Within an organization and with today’s remote, multicultural teams, it can be a challenging job to identify bullying scenarios. It is challenging to avoid bullying since it normally begins in small little ways and could increase over time. Educating all the employees to be aware of the possible scenarios that can occur allows employees to visualize and clarify the types of circumstances under which they can become a victim, or they have been a witness to such action

Bullying – A Variety of Forms

Bullies in managerial positions may abuse power, use threats, and even setting impractical goals for the chose victims. These are just a few of the forms of workplace intimidation. Teams or departments with a manager who bullies could build fear and apprehension that might result in increased sick calls and lost productivity.

Without visible solutions, good employees are silently encouraged to leave a corporation due to the undermining attitudes implemented by a bullying manager. Multiple lost headcounts with the expense of recruiting, hiring and training, and workplace bullying will cause a financial toll for the organization.

What is Workplace Bullying?

Victims have reported:

  • social isolation
  • social exclusion within the workplace
  • verbal and written insults
  • malicious rumor

Witnesses are often affected as well and are often recruited by the bully to assist them abuse and sabotage the victim. Supporting the perpetrator may seem a short-term solution in a workplace culture where bullying is the norm, and allowed to grow. After all, no one wants the bully to target them as well.

Workplace Bullying – What Can Be Done?

This downloadable eBook is focused on actionable steps you can take to tackle bullying that you experience (or witness) almost daily in your current job role or responsibility. Topics include:

  • Verbal Workplace Bullying
  • Bullying Costs to Your Organization
  • Impact on the Victim and the Witness
  • Handling Difficult Workplace Conversations
  • Documenting the Bullying Behavior

What You Can Do?

  • Begin with a calm point of view. And ideally report the incident when it occurs. If that is not possible, report it to someone within authority.
  • Begin an incident log (if that is not possible that you can relay you story to a person that could make the workplace change.
  • document each occurrence, with important details, dates, including any witnesses.
  • Keep both a written and electronic version in a safe, confidential location.

Why does Workplace Bullying Go Unreported?

 Some workplace bullying victims report concerns and express being apprehensive with coming reporting bullying because:

  • Fearing they will not be taken seriously
  • Fear not being believed when they report an occurrence.
  • Afraid of being labeled as a complainer
  • Fear of retribution.

Documentation counts

A consistent log of the events will help document the progression of the incidents. Storing a written record of the incidents will help you acquire the power over the scenario and make it clear that the case is ongoing.

This will combat any predisposed opinions – that “it is just a simple misunderstanding” or a “Personal Problem”.

Additionally, those responsible for handling the workplace issues will take the report seriously and ideally take the necessary actions to address bullying in your workplace. Within some organizations, workplace bullying has mandatory compliance training on a quarterly, or semiannual bases.

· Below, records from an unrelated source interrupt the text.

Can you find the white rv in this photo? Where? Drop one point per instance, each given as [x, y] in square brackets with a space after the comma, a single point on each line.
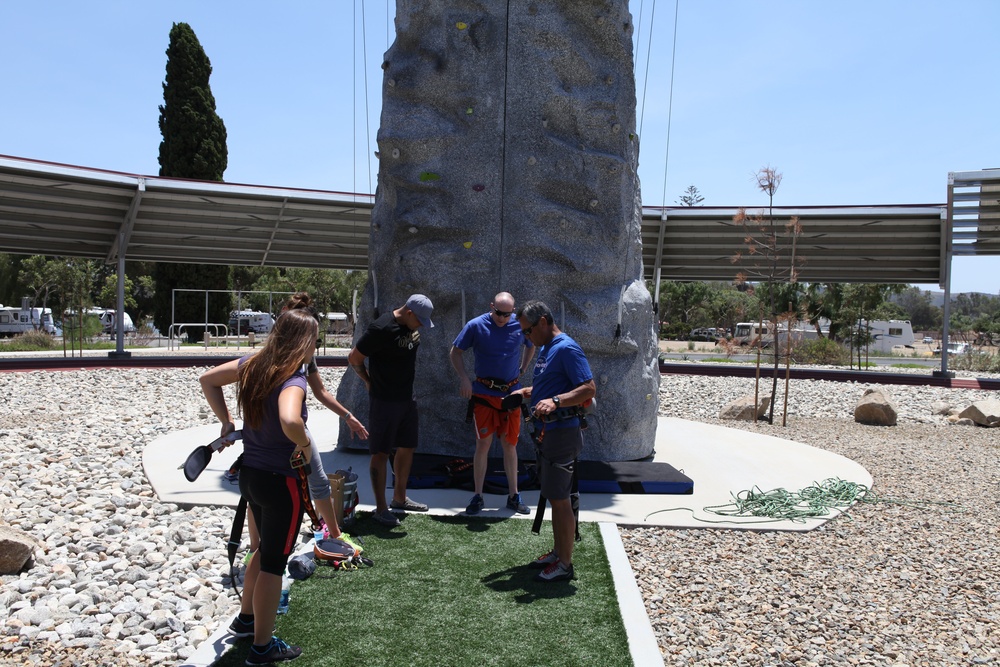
[886, 334]
[752, 334]
[243, 321]
[14, 321]
[109, 320]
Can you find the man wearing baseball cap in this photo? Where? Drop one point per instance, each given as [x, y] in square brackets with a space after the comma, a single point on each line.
[390, 346]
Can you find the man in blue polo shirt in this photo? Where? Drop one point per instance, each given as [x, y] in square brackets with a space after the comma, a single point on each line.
[562, 380]
[501, 355]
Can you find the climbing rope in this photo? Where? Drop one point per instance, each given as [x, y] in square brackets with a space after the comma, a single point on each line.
[813, 502]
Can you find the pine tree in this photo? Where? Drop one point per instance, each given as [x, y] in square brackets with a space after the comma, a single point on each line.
[194, 137]
[691, 197]
[193, 146]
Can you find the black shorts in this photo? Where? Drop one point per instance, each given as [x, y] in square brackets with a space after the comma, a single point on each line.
[560, 449]
[276, 506]
[391, 424]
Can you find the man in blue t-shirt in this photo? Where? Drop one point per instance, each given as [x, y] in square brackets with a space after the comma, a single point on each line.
[502, 354]
[562, 380]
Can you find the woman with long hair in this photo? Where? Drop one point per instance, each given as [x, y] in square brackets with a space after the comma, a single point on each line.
[271, 396]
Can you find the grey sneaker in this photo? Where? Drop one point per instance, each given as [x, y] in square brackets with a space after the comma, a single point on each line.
[475, 505]
[544, 560]
[555, 572]
[408, 506]
[514, 503]
[386, 518]
[277, 651]
[240, 628]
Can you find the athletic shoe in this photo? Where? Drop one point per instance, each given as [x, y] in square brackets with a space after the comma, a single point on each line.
[408, 506]
[544, 560]
[386, 518]
[240, 628]
[555, 572]
[344, 537]
[514, 503]
[277, 651]
[475, 505]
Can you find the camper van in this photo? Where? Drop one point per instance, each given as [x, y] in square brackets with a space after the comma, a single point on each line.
[751, 333]
[886, 334]
[109, 320]
[244, 321]
[14, 321]
[107, 317]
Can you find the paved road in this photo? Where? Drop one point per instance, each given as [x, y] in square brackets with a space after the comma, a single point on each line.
[929, 362]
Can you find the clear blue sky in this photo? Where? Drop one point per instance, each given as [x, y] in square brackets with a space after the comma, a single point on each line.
[855, 102]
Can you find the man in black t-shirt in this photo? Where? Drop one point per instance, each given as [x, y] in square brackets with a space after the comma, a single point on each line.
[390, 346]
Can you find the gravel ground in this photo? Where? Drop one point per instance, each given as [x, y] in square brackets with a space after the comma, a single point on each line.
[897, 585]
[127, 580]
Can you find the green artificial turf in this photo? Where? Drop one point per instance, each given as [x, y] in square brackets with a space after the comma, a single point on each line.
[455, 591]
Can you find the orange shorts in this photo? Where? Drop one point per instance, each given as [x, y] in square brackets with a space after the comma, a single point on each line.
[489, 420]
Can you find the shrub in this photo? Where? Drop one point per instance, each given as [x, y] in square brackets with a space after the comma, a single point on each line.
[820, 351]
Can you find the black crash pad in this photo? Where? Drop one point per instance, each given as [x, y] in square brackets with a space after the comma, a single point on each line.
[442, 471]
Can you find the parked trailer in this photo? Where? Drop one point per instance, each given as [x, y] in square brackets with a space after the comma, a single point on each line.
[243, 321]
[753, 334]
[886, 334]
[15, 321]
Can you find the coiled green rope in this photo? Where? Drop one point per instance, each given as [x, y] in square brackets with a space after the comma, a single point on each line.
[813, 502]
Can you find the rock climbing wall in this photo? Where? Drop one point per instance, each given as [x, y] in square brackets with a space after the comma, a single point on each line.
[507, 161]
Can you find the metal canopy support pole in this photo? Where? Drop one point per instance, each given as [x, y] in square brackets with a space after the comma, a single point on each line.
[947, 227]
[118, 249]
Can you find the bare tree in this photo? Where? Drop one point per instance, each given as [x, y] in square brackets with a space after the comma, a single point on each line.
[770, 262]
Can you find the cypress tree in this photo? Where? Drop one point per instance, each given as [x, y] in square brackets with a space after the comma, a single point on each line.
[193, 146]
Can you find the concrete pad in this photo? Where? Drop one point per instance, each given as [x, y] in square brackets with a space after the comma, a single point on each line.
[721, 461]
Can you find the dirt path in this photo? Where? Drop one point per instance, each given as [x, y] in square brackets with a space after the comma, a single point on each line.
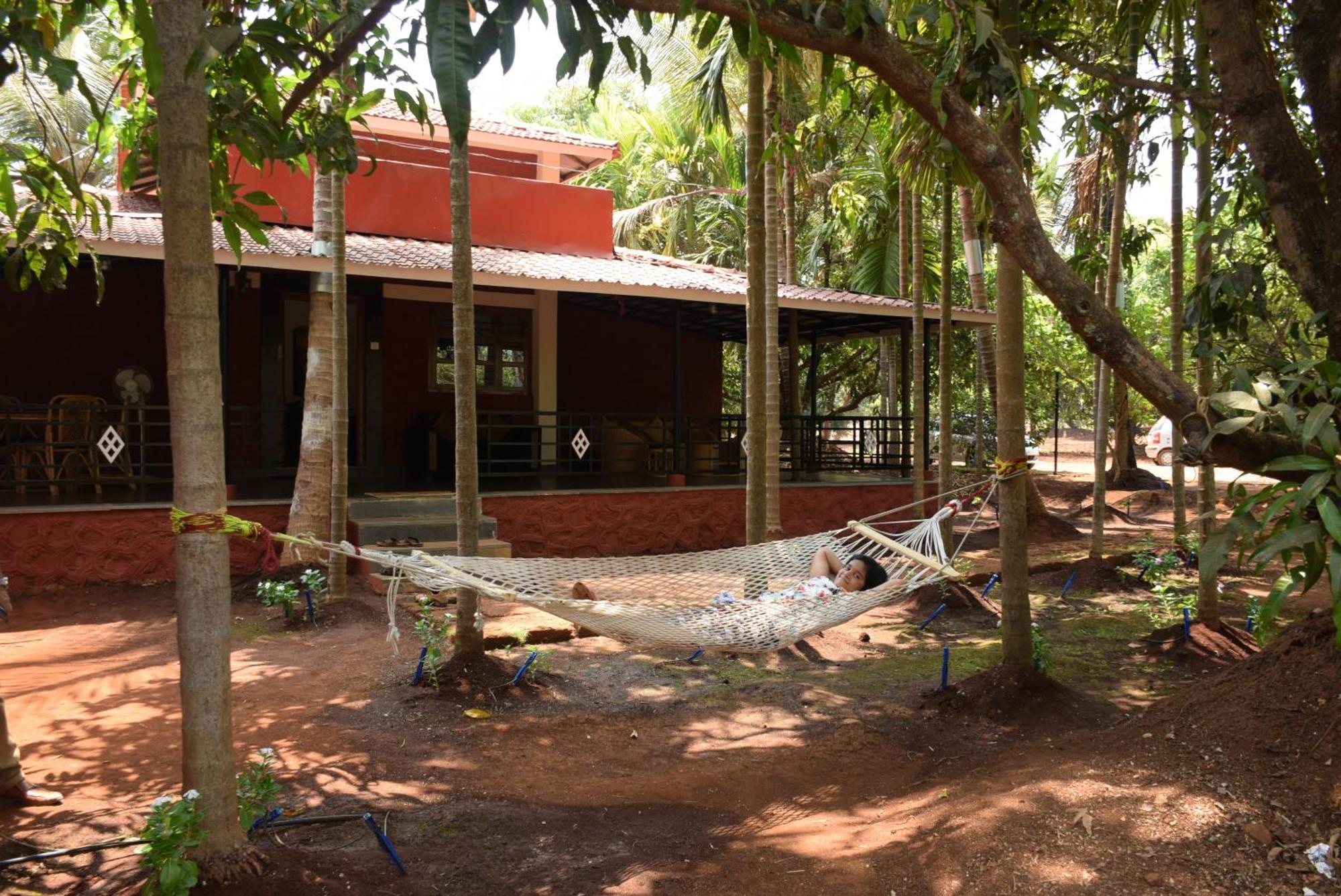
[825, 770]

Bear in mind that it does not matter if you are the witness to the workplace bullying or a target – both are victims.

A Culture of Workplace Civility

In summary, creating a culture free from workplace bullying takes consistent, focused effort to protect the victim, educate managers responsible for the victim and/or the perpetrator. It requires written policy and procedures.

It requires adherence to the policy and documented consequences for policy violations.

Marry these areas with a well-articulate, maintained, and measured education process for all employees will go a long way to creating a work environment with appropriate workplace behavior to all.